И в этой простой и скучной, как монашеская келья, комнате собрались люди весьма непростые. На стульях вокруг стола, накрыв затянутыми в бархат, шелк и атлас задами деревянные сиденья, расположились гранд-нобили Совета Речной республики. Не все, лишь четверо из полусотни, но самые что ни на есть влиятельные из них. Узкий внутренний круг, который определял все движения Совета и направлял их через своих агентов.

Во главе стола сидел мужчина лет пятидесяти. Морщинистый лоб привычно складывал рисунки недовольства и угрюмости. Широко расставленные глаза взирали на мир с усталостью все повидавшего человека, а крючковатый нос нависал над маленьким бледным ртом, словно клюв хищной птицы над жертвой. Он не носил бороды, начисто выбривая дряблую кожу. Звали старика Карл Крузо, барон фон Гериг, и был он восходящей звездой Совета гранд-нобилей Речной республики.

Сидящий по правую руку от него человек был моложе лет на десять, но выглядел гораздо хуже. Его любовь к еде и выпивке явно не была взаимной, жирное тело мужчины стул едва выдерживал, натужно поскрипывая при каждом движении. Лицо, так же без бороды и усов, походило на миску деревенского холодца: горошины-глазки, хрящи-бровки, мясистые кусочки губ и носа, и все это утоплено в обилии студня, трясущегося при каждом движении кожи. Барон Адельмо ди Пеллегрино.

Третий был похож на огородное пугало. Худой, нескладный, весь словно изломанный. Одежда темных тонов висела на нем, как на скелете. Узкое, вытянутое лицо, на котором цвели полные до нелепости губы. Барон Ги де Бран.

И четвертый. Точнее, четвертая. Она. Баронесса Катрин фон Красс, представитель в совете гранд-нобилей от города Оутембри. Если бы ей пришло в голову описать себя, то звучало бы это примерно так: знатная пожилая дама, разменявшая пятый десяток. Не блиставшая красотой в молодости, а уж теперь и подавно. Поседевшие волосы собраны в простую, надо сказать об этом служанке, довольно тугую косу. Тонкий нос, впалые щеки, сморщенные губы. Лицо уставшей от жизни и забот женщины. И яркие, горящие (ее единственное достоинство, о чем женщина прекрасно знала!) черные глаза.

В комнате было еще два человека, стоящих подле стены у двери. Недвижимые и безмолвные, их можно было не заметить сразу, благодаря слабой освещенности.

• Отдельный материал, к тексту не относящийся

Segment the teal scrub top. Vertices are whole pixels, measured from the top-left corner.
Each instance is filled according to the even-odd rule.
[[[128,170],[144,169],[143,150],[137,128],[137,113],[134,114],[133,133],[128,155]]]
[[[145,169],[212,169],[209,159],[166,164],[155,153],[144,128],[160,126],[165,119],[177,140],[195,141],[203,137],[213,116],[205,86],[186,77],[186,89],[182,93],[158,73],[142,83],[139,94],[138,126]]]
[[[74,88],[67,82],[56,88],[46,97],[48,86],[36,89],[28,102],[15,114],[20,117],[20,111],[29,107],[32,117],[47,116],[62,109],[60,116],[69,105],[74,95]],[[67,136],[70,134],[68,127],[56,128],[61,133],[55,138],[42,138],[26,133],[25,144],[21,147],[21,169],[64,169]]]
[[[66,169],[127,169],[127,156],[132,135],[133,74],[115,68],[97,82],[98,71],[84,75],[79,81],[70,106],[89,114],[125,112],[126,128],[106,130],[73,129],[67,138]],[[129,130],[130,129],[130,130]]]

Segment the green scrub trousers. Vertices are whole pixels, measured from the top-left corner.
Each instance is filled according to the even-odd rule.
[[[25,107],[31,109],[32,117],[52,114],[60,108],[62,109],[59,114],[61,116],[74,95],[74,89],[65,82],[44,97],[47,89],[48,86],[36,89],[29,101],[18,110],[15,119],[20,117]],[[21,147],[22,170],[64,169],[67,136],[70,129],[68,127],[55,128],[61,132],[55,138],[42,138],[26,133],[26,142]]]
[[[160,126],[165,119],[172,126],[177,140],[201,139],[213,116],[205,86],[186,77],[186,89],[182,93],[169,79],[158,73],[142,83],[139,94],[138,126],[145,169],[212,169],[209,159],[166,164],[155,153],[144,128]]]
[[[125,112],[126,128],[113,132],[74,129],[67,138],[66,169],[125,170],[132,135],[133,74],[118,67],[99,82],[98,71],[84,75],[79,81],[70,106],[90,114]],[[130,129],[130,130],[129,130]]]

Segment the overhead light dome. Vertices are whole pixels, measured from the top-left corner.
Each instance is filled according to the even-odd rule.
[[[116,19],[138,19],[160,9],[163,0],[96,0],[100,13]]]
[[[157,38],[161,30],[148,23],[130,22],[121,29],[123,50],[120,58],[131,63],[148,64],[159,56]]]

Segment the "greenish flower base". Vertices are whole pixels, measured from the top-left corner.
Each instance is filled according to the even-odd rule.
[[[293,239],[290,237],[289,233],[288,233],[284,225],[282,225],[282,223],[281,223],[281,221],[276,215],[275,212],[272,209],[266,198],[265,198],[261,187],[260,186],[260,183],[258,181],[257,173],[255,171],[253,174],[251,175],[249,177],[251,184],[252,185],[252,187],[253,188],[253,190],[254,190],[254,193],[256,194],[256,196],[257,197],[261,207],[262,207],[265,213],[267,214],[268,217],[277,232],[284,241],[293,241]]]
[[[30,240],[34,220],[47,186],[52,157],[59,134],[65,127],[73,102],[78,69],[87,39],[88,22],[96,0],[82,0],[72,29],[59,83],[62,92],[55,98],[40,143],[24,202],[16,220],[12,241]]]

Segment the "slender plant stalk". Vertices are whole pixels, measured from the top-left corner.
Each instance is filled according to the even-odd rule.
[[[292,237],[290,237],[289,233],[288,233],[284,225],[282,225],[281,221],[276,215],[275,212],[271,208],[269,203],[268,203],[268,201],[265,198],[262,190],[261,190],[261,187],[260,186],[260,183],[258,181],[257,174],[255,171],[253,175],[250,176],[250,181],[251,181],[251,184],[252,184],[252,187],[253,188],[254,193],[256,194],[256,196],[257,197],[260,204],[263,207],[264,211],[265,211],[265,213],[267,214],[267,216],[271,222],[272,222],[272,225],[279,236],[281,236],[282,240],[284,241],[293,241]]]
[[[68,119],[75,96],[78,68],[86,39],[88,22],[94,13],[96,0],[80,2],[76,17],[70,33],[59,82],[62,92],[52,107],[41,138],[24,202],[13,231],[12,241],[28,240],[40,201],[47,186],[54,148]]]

Но не стража, те стояли за дверью. Среднего роста мужчина с бородатым лицом лесного разбойника – Мартин Скорцио, и миловидная брюнетка с фигурой подростка – виконтесса Беатриз де Паола де Сильва. Первый – доверенное лицо Карла Крузо, вторая – ее.

«Это забавно! – подумала баронесса. – Шпион-простолюдин служит главе Императорского домена в нашем союзе, а шпионка-дворянка – мне и Оутембри! У Единого отменное чувство юмора!»

Сидящие за столом разговаривали. Едва начали, если судить по долгим паузам между фразами. Так не доверяющие друг другу люди прощупывают собеседников, примеряют каждое произнесенное слово, оценивают его. Они ведь не были друзьями, собравшимися в одной комнате. Союзниками – да, но не друзьями. И доверия друг к другу, несмотря на долгое время совместной работы (а может, именно поэтому), никто не испытывали.

Беседа складывалась из привычных вопросов о состоянии дел в торговле, соотношении стоимости монет разных государств друг к другу, урожайности в районах…

«А ведь Карл забрал уже слишком много власти! – глядя на угрюмого нобиля, подумала баронесса. – Не самый знатный из аристократов Императорского домена, как он так быстро и, главное, незаметно, поднялся на самую вершину? Всегда прекрасно осведомленный, готовый к компромиссу… Я совершенно упустила это из виду! Еще год-два, и без его кивка Совет не утвердит ни одного решения! Не сменили ли мы одного императора на другого?»

…доходность морских перевозок, налоговая политика республики, таможенная политика ее соседей…

«Мы собрались здесь столь узким кругом и в обстановке такой секретности, чтобы обсудить то, что известно каждому нобилю?» – мысленно возмутилась Катрин фон Красс и даже собралась высказать эту мысль вслух, когда (хвала Единому!) начался разговор, ради которого четверо нобилей и сели за стол.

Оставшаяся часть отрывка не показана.